Aristeides was lean, but taut, not loose-limbed as a fine runner often is. When exercise has made us sweaty and dusty from head to foot, we rub oil on our skin, and scrape ourselves clean with a strigil, as I once told you. Nobody can reach his own back; friends help each other. When I poured oil into the hollow between Aristeides’ shoulders the golden pool lingered for an instant, because he was leaning forwards, sitting on the bench, hands on knees. Then it divided, softening in the warmth of his body, and of the sunlight, a rivulet flowing sideways across each flat shoulderblade, and a torrent down the hollow of his spine. I caught the running gold with outspread hands, rubbing upwards, and sideways, damming it from running off him to drip wasted into the dust, watching the trickle that had found a channel between his thin ribs and was flowing round to his chest, sliding my hands over him, with the surplus oil pushing up between my fingers, until he shone like polished marble, and moved contentedly, arching his back slightly under my hands.

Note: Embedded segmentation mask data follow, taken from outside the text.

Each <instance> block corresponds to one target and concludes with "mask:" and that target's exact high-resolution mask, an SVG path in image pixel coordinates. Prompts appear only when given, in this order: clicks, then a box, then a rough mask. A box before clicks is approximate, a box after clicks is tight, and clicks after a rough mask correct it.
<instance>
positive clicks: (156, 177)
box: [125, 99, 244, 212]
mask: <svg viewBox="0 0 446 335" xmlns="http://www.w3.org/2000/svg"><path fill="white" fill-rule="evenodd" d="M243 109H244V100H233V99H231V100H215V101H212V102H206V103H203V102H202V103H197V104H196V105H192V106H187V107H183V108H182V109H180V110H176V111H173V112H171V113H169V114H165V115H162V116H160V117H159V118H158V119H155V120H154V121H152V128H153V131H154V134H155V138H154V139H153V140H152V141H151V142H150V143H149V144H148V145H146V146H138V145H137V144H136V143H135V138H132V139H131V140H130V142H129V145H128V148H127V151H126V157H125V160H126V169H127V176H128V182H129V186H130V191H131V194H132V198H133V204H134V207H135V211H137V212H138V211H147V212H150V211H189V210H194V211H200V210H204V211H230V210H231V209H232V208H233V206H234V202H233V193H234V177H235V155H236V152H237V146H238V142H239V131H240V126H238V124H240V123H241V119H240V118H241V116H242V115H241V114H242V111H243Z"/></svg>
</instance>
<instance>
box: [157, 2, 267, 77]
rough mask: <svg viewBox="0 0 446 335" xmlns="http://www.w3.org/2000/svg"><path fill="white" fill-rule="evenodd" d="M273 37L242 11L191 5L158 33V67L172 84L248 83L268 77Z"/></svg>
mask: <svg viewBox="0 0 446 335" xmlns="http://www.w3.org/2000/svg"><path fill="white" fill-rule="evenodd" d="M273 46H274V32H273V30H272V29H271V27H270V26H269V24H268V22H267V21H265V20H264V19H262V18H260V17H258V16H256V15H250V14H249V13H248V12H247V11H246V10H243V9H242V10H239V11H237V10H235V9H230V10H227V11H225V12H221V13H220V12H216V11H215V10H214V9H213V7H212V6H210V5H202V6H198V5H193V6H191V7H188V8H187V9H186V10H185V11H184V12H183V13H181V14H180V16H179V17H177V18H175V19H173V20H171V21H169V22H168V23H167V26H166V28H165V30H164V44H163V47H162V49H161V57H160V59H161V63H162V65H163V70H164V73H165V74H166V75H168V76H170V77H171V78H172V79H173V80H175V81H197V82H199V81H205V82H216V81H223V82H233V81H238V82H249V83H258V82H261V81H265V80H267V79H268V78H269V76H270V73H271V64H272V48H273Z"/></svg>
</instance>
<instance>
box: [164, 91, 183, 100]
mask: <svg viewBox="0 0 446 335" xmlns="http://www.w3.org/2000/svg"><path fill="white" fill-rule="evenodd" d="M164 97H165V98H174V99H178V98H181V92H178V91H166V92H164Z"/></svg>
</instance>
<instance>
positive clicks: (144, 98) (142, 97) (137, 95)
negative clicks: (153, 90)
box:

‘You have used too much, Themistokles,’ he said.
‘From my own alabastron,’ I said. Then I took up the strigil, and scooped off the surplus oil, bumping down the rounded protrusions of his spine, outwards across his shoulders, leaning over him to scrape down his arms.
‘Your turn,’ he said, and tackled my wide, flat, muscular back energetically, till the skin tingled, and then glowed in the supple oil. He had his cloak on in moments, and was ready to go; he waited for me.

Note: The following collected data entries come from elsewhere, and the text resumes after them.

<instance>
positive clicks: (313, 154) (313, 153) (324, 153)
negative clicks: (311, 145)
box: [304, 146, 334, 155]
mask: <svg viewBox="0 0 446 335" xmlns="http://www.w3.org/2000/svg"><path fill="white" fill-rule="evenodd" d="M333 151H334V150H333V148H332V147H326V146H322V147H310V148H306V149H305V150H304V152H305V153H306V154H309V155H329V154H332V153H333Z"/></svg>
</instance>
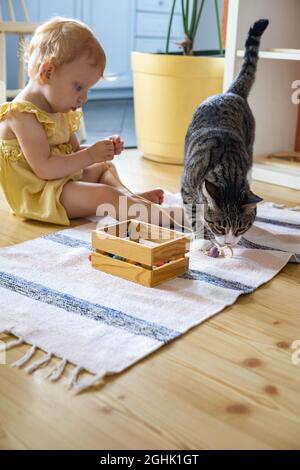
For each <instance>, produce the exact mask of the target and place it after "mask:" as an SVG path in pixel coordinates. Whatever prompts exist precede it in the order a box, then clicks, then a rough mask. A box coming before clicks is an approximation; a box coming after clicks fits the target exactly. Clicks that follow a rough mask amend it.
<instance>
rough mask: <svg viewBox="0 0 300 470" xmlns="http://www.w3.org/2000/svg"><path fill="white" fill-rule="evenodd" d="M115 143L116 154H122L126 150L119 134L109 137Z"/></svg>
mask: <svg viewBox="0 0 300 470" xmlns="http://www.w3.org/2000/svg"><path fill="white" fill-rule="evenodd" d="M107 138H108V139H109V140H110V141H111V142H112V143H113V144H114V152H115V155H120V153H121V152H122V151H123V150H124V142H123V140H121V137H120V136H119V135H117V134H115V135H111V136H109V137H107Z"/></svg>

‘You have the body of a wrestler,’ he said. ‘Is that to be your chosen path to glory?’
‘No!’ I said, sharply. ‘All that pure-minded striving after laurels! A rich man’s game, for those who have nothing to do.’

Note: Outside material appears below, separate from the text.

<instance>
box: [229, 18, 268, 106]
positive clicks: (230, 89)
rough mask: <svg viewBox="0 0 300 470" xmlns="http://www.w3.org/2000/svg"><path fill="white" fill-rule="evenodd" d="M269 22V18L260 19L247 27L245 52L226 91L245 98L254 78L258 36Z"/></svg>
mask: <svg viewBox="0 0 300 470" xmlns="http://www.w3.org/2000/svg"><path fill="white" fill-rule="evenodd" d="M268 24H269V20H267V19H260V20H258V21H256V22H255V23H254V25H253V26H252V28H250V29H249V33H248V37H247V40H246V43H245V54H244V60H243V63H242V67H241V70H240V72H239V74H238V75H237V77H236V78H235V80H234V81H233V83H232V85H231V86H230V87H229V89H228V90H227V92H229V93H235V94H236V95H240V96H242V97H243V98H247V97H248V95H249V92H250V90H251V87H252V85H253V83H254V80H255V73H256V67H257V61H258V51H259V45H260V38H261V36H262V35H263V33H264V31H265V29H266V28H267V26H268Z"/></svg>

‘Nothing to do?’ he said laughingly. ‘Have you seen how they train?’
‘There are better things to do,’ I said.
‘The names of the victors in the games are inscribed in marble for ever,’ he said, with mock grandeur.
‘I’ll make my mark on something better than a block of stone!’ I said.
‘You’ve a sharp tongue,’ he answered. ‘In a contest of wits you’d leave me standing, as surely as I’d outrun you in a race. But I wasn’t debating, I was asking. You, Themistokles, you won’t learn your Homer, or else you won’t recite it. You won’t learn to sing; anyone can see how you hate to be made to play the lyre; you fall asleep when we read a poem longer than a skolion; and it isn’t to be wrestling either, it seems. You’ll be a terrible rough nut of a man for the head of a priestly family, however they’ve come down in the world. What is it that you want? Tell me, what do you expect to do with yourself?’ That’s why I liked Aristeides; he talked about important things. There was much to talk about when we were young.
We always differed in talk. Nothing remarkable about that, especially in Athens, where men will talk nonsense on purpose, just to keep an argument going — a practice which horrifies my Persian friends, for it seems to them close to lying. But Aristeides and I were in a very similar situation when we were young, and might have seen things from a similar viewpoint. We were both nobly born, both one day to be the head of a family, for he was the only son, and I was the eldest. And both of us would inherit too little money to shed glory easily on our future. Even when we were boys, the prospect of duties and scant means to discharge them weighed on us both, and, as always, in talking of it we differed.